The process of creating a translation map to translate from the cryptic entries found in the MARC record to more human-readable strings to make searching and faceting more useful to the end-user of the system, is fairly straightforward. The first thing that you must do is add a second parameter on the field specification entry in the properties file, as shown in the last two of the examples shown above. This parameter specifies either the name of a separate property file that contains the map or the name of a separate property file plus the name of the property key prefix that should be looked for in that file. For the last example above, a map named broad_format is referenced in the properties file format_maps.properties. Those entries in that file that start with the string broad_format will be used to define the map. The definition for that map:

broad_format.v = Video
broad_format.a = Book
broad_format.t = Book
broad_format.m = Computer File
broad_format.c = Musical Score
broad_format.d = Musical Score
broad_format.j = Musical Recording
broad_format.i = Non-musical Recording
broad_format = Unknown

Note that Unknown is the default value for the translation map.

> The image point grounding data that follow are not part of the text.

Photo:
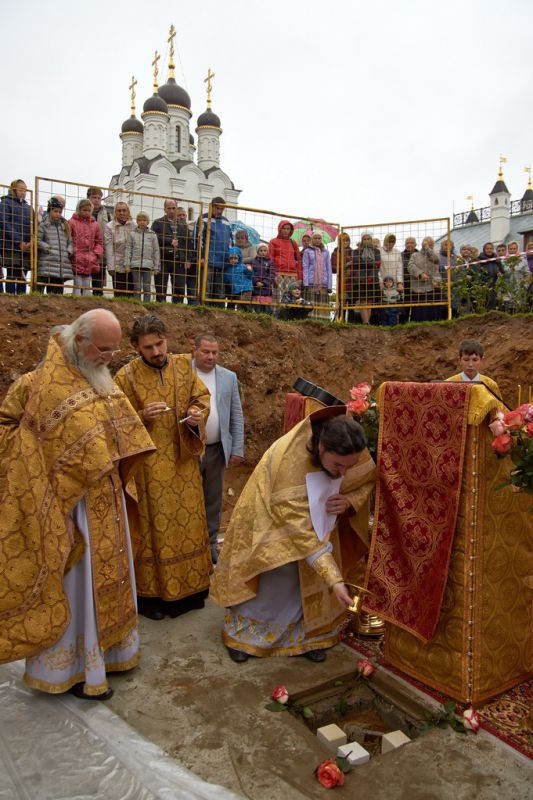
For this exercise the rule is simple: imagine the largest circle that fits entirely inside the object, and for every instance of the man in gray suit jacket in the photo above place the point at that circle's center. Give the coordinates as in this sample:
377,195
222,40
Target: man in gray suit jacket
225,429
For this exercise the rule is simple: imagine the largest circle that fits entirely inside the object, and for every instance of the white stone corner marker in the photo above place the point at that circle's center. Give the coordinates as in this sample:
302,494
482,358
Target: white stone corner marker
393,740
354,753
332,736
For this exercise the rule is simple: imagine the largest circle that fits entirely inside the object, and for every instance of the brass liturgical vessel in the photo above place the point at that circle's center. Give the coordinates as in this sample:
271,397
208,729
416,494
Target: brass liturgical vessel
363,623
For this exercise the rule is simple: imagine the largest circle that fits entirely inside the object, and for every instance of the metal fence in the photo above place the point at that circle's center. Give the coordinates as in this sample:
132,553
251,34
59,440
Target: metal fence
275,270
124,265
17,239
389,273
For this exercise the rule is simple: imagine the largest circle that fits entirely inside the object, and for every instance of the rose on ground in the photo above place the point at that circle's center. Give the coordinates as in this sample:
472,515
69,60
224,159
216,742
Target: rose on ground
359,406
329,774
280,695
502,443
365,667
471,719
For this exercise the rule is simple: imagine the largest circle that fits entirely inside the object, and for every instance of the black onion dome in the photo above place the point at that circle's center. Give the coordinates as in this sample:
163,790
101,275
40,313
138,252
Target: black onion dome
155,103
208,118
132,125
499,186
174,95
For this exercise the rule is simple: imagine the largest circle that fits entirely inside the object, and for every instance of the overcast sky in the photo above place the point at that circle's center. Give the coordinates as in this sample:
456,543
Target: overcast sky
357,112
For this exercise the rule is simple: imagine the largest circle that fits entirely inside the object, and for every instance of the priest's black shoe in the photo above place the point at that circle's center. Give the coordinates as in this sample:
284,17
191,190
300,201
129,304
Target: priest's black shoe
315,655
150,607
77,691
237,655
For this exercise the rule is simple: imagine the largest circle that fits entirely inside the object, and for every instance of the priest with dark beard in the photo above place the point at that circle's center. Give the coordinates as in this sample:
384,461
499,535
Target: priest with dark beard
70,443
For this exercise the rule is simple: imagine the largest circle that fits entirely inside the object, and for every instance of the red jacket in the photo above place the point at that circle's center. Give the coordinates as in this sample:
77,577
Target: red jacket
285,253
86,245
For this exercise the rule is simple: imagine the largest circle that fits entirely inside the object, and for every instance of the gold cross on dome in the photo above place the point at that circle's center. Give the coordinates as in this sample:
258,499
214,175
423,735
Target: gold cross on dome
210,76
131,87
156,70
170,40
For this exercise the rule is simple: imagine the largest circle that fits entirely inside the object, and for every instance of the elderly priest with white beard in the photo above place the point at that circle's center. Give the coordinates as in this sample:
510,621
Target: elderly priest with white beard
69,444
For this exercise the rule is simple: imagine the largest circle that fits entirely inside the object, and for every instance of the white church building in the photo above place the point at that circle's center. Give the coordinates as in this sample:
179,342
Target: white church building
159,154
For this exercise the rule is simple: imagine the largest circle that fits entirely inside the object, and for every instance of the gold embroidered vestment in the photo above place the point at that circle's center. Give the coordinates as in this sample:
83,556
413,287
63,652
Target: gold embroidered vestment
60,441
173,559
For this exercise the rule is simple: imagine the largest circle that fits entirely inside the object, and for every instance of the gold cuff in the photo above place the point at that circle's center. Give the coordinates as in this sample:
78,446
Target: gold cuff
326,567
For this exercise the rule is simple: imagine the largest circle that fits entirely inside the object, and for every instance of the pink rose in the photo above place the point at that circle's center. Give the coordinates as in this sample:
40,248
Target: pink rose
502,444
280,694
361,391
358,406
497,427
514,419
365,667
471,719
329,774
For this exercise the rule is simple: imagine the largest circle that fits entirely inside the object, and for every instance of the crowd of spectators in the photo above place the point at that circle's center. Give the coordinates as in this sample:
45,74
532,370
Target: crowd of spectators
377,282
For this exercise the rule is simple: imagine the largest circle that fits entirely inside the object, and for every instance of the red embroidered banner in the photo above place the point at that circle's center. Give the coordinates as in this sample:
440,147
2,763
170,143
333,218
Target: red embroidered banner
420,462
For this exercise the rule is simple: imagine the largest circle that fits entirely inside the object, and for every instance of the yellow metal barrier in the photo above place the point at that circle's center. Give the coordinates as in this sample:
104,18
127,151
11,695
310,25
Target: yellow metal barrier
252,229
371,281
178,278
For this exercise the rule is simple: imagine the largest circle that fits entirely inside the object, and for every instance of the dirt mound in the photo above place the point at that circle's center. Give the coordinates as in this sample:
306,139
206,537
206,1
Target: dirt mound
268,355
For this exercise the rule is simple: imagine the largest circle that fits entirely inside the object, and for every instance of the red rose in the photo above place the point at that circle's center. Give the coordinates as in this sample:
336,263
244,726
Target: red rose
361,390
502,443
365,667
358,406
329,774
280,694
471,719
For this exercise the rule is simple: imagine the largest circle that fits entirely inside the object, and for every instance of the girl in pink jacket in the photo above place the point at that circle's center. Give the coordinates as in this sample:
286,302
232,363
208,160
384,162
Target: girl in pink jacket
86,247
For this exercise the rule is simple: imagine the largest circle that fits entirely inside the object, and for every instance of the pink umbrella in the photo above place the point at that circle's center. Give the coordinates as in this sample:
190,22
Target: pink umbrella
310,226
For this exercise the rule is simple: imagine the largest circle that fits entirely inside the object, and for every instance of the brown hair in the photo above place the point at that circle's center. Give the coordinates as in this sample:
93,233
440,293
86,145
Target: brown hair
146,324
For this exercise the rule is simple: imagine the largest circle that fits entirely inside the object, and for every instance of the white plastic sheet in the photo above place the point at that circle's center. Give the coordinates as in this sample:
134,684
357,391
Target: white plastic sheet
62,748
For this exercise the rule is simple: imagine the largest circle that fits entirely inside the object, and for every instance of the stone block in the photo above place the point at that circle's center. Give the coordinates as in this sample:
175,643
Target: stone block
354,753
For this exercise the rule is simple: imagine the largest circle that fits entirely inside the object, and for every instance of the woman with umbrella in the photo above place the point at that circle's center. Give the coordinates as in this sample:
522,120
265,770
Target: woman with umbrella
365,287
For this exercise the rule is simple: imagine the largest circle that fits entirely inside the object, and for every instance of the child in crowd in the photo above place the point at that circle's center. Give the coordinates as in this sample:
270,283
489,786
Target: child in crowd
293,297
390,295
238,277
87,247
471,354
248,251
264,275
305,242
143,257
55,248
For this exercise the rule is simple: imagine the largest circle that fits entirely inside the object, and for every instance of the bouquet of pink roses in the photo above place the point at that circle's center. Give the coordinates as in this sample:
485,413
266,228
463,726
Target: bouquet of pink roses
514,437
365,411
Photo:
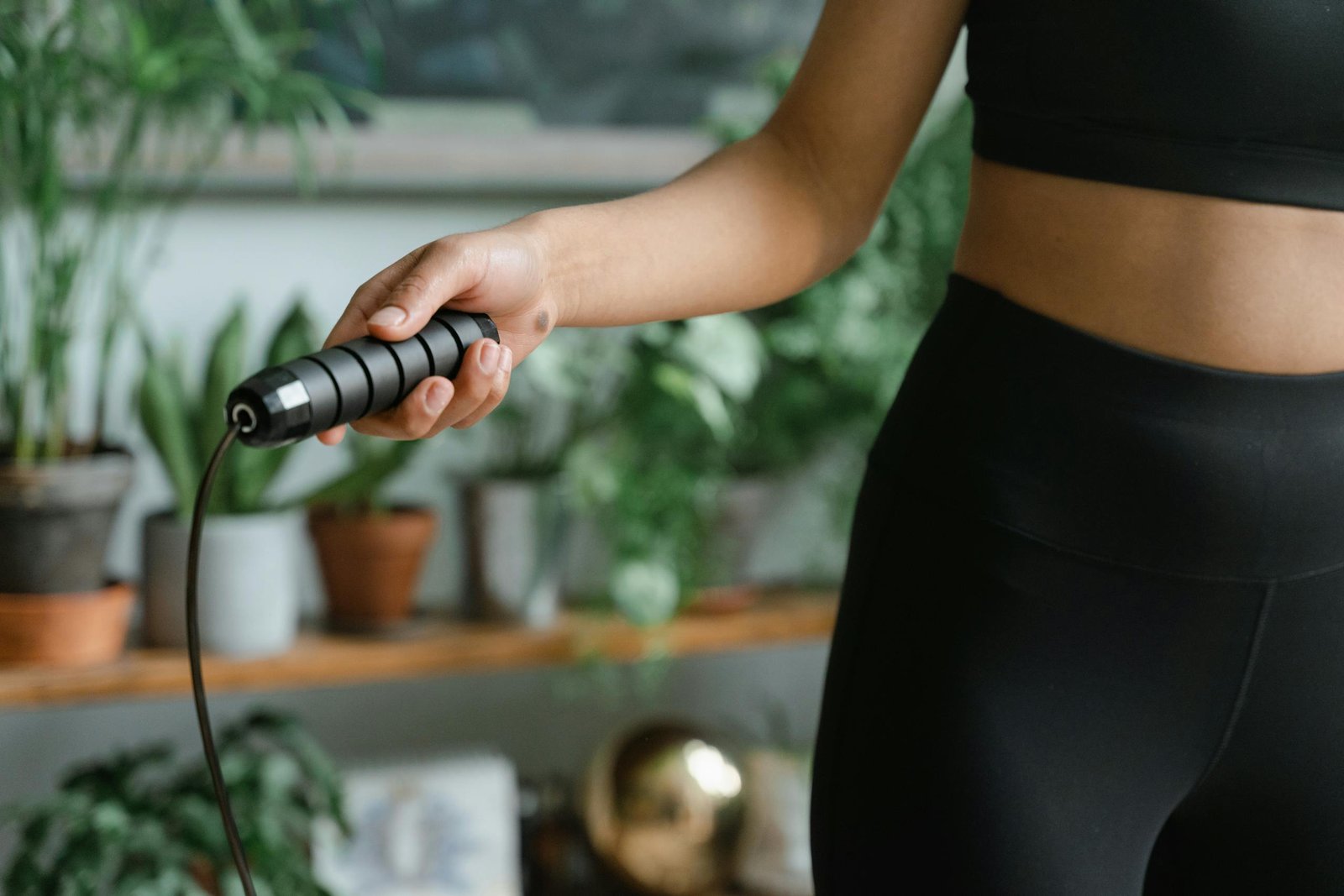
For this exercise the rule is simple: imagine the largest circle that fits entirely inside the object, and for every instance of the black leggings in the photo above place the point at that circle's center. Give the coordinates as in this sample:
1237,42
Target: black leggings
1092,629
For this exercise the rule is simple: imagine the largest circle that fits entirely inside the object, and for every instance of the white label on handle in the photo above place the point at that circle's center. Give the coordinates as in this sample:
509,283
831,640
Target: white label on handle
292,396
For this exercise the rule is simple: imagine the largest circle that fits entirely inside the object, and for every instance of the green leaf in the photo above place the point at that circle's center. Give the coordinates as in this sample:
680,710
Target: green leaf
167,422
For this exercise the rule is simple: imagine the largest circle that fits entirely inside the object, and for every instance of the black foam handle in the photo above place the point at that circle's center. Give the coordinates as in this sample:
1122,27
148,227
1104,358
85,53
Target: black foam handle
347,382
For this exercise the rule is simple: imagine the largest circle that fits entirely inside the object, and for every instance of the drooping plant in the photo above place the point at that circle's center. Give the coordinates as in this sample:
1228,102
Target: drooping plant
185,417
109,112
141,822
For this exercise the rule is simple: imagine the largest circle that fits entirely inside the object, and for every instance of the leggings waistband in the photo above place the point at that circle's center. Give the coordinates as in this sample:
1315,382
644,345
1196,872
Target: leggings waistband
1119,453
1084,363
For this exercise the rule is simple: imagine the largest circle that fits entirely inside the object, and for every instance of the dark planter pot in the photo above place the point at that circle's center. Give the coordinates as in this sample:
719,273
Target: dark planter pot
55,517
371,564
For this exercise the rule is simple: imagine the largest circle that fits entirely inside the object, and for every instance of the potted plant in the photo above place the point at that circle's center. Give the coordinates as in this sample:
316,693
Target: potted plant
370,550
250,548
839,349
652,469
139,821
93,98
517,510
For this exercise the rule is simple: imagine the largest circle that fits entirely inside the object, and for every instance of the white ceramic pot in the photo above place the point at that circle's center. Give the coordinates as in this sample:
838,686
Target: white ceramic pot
774,855
249,582
746,506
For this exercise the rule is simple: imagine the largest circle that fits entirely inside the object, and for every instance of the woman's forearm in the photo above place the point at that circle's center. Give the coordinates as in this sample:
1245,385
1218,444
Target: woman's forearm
745,228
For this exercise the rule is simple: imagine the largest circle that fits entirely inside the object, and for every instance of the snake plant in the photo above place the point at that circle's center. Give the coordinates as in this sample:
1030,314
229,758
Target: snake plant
185,423
109,112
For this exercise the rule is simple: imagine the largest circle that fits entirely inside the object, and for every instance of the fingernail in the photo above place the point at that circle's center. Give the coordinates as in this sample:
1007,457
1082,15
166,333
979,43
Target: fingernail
491,356
437,398
389,316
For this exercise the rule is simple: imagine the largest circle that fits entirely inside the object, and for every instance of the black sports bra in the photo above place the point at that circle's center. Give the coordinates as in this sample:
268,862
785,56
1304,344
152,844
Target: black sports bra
1240,98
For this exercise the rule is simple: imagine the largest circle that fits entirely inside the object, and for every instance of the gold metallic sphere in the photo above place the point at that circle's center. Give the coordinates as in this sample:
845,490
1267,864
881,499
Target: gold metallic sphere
663,806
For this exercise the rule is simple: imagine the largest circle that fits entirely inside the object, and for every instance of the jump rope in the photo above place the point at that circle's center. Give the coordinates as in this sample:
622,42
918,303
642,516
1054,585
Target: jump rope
291,402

Each line defining a translation starts with the name of the map, followed by a period, followed by the string that is to be replaced. Next there must be an equals sign, followed by the string that should be used to create the replacement. Note that it is possible to have several different strings be mapped to the same result (as shown for Book or Musical Score), but it is not possible to have the same string to map to two different results. If, for instance, in this specific example, which looks at position 6 from the MARC leader, and position 0 of field 007, if you decided that you wanted to include a mapping for the character r in position 6 of the leader to Three-dimensional artifact and also include a mapping for character r of position 0 of field 007 to Remote-sensing image, you could not accomplish this using a field specification and a translation. Instead you would have to create a custom indexing function.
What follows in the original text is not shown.